It is to be understood that the above description is intended to be illustrative, and not restrictive. Many other implementations will be apparent to those of skill in the art upon reading and understanding the above description. The scope of the disclosure should, therefore, be determined with reference to the appended claims, along with the full scope of equivalents to which such claims are entitled.
In the above description, numerous details are set forth. It will be apparent, however, to one skilled in the art, that the aspects of the present disclosure may be practiced without these specific details. In some instances, well-known structures and devices are shown in block diagram form, rather than in detail, in order to avoid obscuring the present disclosure.
Some portions of the detailed descriptions above are presented in terms of algorithms and symbolic representations of operations on data bits within a computer memory. These algorithmic descriptions and representations are the means used by those skilled in the data processing arts to most effectively convey the substance of their work to others skilled in the art. An algorithm is here, and generally, conceived to be a self-consistent sequence of steps leading to a desired result. The steps are those requiring physical manipulations of physical quantities. Usually, though not necessarily, these quantities take the form of electrical or magnetic signals capable of being stored, transferred, combined, compared, and otherwise manipulated. It has proven convenient at times, principally for reasons of common usage, to refer to these signals as bits, values, elements, symbols, characters, terms, numbers, or the like.
It should be borne in mind, however, that all of these and similar terms are to be associated with the appropriate physical quantities and are merely convenient labels applied to these quantities. Unless specifically stated otherwise, as apparent from the following discussion, it is appreciated that throughout the description, discussions utilizing terms such as “receiving,” “determining,” “selecting,” “storing,” “analyzing,” or the like, refer to the action and processes of a computer system, or similar electronic computing device, that manipulates and transforms data represented as physical (electronic) quantities within the computer system's registers and memories into other data similarly represented as physical quantities within the computer system memories or registers or other such information storage, transmission or display devices.
The present disclosure also relates to an apparatus for performing the operations herein.

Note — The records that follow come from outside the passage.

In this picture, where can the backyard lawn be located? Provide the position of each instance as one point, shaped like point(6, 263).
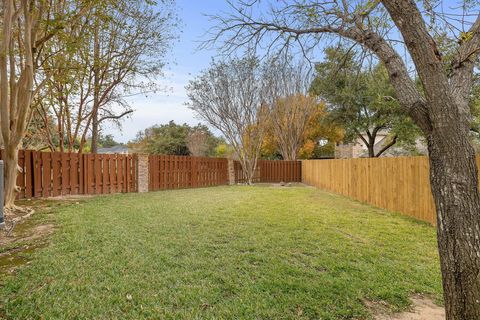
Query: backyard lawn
point(224, 253)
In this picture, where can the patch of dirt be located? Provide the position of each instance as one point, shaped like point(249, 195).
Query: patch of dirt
point(24, 233)
point(422, 309)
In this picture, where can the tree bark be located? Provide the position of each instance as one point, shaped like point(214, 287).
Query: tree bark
point(11, 168)
point(454, 183)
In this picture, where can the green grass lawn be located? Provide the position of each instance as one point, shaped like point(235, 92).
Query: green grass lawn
point(224, 253)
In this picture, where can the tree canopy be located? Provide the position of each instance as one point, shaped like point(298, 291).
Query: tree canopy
point(362, 101)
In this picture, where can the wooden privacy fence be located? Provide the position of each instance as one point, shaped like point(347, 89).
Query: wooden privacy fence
point(272, 171)
point(175, 172)
point(51, 174)
point(397, 184)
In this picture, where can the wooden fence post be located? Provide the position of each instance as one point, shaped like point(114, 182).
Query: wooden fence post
point(142, 173)
point(231, 172)
point(194, 172)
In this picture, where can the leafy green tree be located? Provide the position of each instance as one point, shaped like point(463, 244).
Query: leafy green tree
point(361, 101)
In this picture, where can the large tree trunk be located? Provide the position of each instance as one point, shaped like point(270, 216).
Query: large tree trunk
point(11, 167)
point(454, 182)
point(95, 132)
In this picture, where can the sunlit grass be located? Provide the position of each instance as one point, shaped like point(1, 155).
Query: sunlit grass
point(224, 253)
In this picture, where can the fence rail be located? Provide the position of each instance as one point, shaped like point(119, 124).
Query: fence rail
point(397, 184)
point(175, 172)
point(272, 171)
point(51, 174)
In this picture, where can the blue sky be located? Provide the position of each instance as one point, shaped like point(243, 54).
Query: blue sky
point(186, 62)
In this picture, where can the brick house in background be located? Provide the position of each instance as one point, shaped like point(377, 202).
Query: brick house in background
point(357, 148)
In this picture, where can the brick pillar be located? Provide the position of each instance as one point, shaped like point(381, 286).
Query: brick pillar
point(231, 172)
point(142, 172)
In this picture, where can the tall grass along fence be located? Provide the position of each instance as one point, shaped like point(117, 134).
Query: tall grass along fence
point(272, 171)
point(51, 174)
point(175, 172)
point(397, 184)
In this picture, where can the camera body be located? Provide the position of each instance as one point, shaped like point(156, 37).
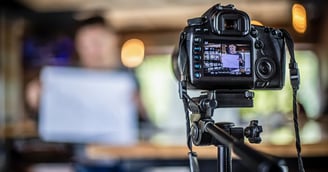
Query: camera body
point(224, 51)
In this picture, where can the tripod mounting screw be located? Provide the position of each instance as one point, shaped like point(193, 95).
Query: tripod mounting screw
point(252, 132)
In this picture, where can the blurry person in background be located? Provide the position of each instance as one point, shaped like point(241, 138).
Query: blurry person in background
point(97, 47)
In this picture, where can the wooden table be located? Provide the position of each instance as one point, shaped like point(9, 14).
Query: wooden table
point(157, 151)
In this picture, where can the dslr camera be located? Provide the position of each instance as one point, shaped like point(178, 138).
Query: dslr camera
point(221, 50)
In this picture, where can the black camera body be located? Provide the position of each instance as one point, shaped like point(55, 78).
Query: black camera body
point(224, 51)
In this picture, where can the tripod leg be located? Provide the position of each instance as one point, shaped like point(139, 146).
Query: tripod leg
point(224, 159)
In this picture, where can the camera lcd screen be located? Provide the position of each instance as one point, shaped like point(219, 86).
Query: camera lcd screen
point(226, 59)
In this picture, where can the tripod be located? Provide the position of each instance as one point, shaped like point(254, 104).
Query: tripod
point(204, 131)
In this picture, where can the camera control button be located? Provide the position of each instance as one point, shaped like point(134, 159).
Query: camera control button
point(197, 75)
point(197, 57)
point(197, 66)
point(261, 84)
point(197, 29)
point(254, 33)
point(197, 40)
point(259, 44)
point(266, 29)
point(197, 49)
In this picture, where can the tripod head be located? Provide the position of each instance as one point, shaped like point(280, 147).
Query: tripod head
point(204, 131)
point(202, 108)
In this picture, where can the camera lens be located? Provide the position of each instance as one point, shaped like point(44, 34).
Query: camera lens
point(265, 68)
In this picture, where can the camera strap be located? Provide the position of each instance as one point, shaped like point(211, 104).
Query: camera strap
point(295, 81)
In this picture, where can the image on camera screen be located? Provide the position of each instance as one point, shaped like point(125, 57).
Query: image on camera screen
point(226, 59)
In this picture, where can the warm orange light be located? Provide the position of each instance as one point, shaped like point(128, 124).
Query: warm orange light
point(132, 53)
point(299, 18)
point(255, 22)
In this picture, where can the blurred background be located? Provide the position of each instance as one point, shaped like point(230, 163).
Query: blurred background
point(39, 33)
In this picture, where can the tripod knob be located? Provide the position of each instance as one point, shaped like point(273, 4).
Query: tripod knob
point(252, 132)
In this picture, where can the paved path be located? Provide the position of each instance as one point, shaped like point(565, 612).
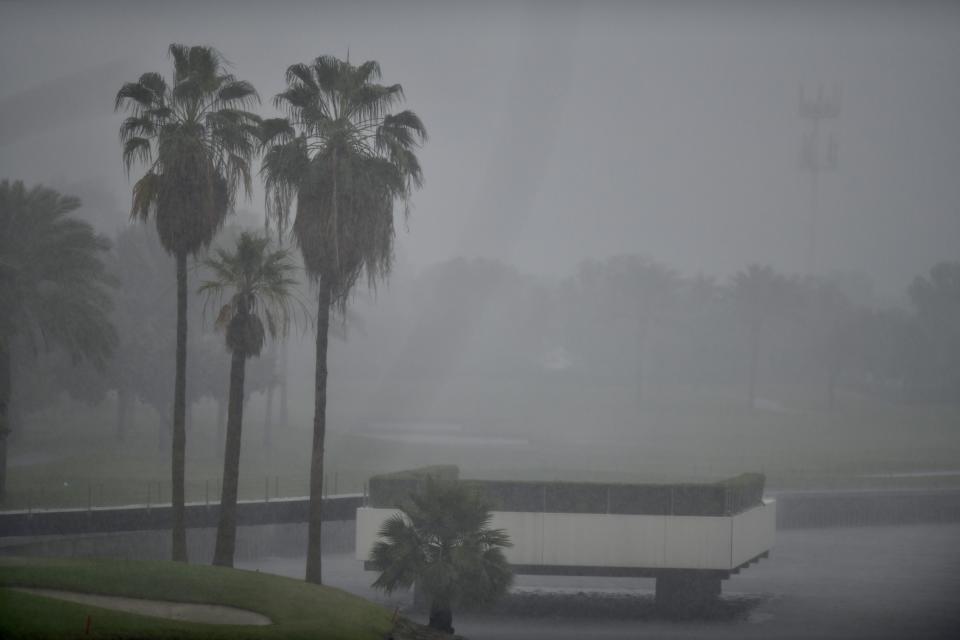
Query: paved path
point(864, 582)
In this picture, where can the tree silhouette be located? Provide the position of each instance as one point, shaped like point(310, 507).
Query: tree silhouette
point(346, 160)
point(54, 287)
point(197, 141)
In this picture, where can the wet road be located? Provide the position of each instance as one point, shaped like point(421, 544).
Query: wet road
point(869, 582)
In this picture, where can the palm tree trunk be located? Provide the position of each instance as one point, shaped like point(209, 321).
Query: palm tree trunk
point(319, 433)
point(227, 525)
point(268, 418)
point(441, 617)
point(179, 448)
point(221, 423)
point(6, 383)
point(284, 408)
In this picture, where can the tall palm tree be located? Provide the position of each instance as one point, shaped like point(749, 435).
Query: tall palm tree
point(53, 285)
point(443, 543)
point(346, 160)
point(261, 283)
point(196, 140)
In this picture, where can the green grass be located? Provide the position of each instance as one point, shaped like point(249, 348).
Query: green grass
point(577, 429)
point(297, 609)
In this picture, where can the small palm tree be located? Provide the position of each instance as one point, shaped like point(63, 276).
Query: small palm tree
point(346, 160)
point(261, 283)
point(197, 141)
point(443, 543)
point(53, 285)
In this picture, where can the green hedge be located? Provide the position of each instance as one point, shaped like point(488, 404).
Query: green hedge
point(722, 498)
point(391, 490)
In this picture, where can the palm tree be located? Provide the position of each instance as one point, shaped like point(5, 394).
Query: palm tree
point(346, 160)
point(197, 141)
point(53, 285)
point(443, 543)
point(261, 281)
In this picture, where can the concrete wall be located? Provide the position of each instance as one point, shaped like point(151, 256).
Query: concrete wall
point(616, 540)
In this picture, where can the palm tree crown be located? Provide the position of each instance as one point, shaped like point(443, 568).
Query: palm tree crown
point(346, 159)
point(262, 283)
point(443, 542)
point(197, 142)
point(54, 287)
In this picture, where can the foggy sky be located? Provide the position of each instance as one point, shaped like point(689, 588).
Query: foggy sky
point(560, 132)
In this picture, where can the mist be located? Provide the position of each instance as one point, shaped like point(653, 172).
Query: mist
point(655, 243)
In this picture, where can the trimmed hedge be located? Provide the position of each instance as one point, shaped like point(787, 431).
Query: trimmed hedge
point(723, 498)
point(391, 490)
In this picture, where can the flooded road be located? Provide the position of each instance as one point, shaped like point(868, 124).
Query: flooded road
point(862, 582)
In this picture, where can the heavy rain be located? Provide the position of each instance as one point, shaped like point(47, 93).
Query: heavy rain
point(371, 320)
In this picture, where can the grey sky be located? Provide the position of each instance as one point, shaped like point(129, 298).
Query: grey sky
point(560, 132)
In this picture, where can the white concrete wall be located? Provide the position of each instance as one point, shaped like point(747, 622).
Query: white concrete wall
point(617, 540)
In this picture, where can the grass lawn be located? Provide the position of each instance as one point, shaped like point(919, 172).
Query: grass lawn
point(297, 609)
point(563, 428)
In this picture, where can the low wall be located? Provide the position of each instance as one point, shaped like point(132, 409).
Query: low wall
point(640, 542)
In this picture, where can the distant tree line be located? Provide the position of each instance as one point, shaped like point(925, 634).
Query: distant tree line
point(631, 321)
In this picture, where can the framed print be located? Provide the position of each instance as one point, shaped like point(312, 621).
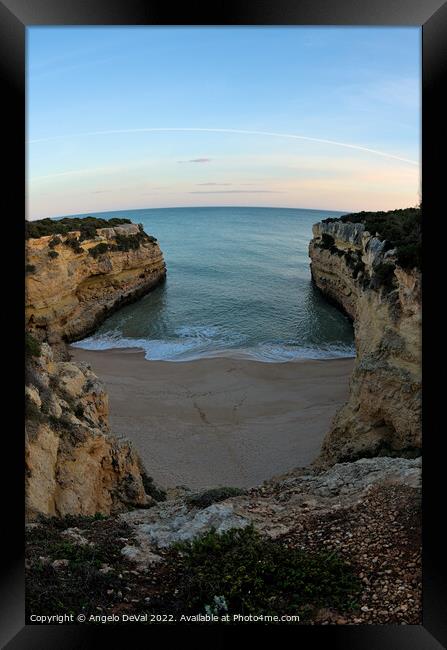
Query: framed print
point(231, 421)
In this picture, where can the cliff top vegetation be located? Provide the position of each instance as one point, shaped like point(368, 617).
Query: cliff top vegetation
point(401, 229)
point(87, 226)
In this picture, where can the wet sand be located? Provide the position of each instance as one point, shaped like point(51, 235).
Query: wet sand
point(219, 421)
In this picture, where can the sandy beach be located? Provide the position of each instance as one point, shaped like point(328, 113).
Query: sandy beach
point(220, 421)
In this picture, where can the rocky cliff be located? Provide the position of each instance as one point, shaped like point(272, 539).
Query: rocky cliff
point(361, 273)
point(73, 464)
point(73, 284)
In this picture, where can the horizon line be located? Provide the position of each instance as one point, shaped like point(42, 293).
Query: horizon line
point(195, 207)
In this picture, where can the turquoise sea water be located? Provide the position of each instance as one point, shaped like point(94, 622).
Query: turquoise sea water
point(238, 284)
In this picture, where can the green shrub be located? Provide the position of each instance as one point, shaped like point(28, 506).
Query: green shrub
point(99, 249)
point(73, 243)
point(129, 242)
point(256, 575)
point(32, 346)
point(55, 241)
point(205, 499)
point(327, 241)
point(400, 229)
point(44, 227)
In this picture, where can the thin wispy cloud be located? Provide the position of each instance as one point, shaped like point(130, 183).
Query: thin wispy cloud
point(236, 192)
point(196, 160)
point(273, 134)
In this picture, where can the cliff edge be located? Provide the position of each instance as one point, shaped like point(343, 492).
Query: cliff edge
point(377, 281)
point(74, 279)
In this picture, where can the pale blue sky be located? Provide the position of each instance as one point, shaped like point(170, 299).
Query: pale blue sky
point(356, 86)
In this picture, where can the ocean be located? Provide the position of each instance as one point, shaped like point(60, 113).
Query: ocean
point(238, 285)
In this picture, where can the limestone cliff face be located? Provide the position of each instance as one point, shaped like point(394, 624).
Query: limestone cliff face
point(70, 291)
point(382, 415)
point(73, 464)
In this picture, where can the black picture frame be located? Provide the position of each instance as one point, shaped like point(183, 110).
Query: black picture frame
point(431, 15)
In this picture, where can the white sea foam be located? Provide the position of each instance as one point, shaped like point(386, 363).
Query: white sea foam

This apparatus may be specially constructed for the required purposes, or it may comprise a general purpose computer selectively activated or reconfigured by a computer program stored in the computer. Such a computer program may be stored in a computer-readable storage medium, such as, but not limited to, any type of disk including floppy disks, optical disks, CD-ROMs, and magnetic-optical disks, read-only memories (ROMs), random access memories (RAMs), EPROMs, EEPROMs, magnetic or optical cards, or any type of media suitable for storing electronic instructions, each coupled to a computer system bus.
The algorithms and displays presented herein are not inherently related to any particular computer or other apparatus. Various general purpose systems may be used with programs in accordance with the teachings herein, or it may prove convenient to construct more specialized apparatus to perform the required method steps. The required structure for a variety of these systems will appear as set forth in the description. In addition, aspects of the present disclosure are not described with reference to any particular programming language. It will be appreciated that a variety of programming languages may be used to implement the teachings of the present disclosure as described herein.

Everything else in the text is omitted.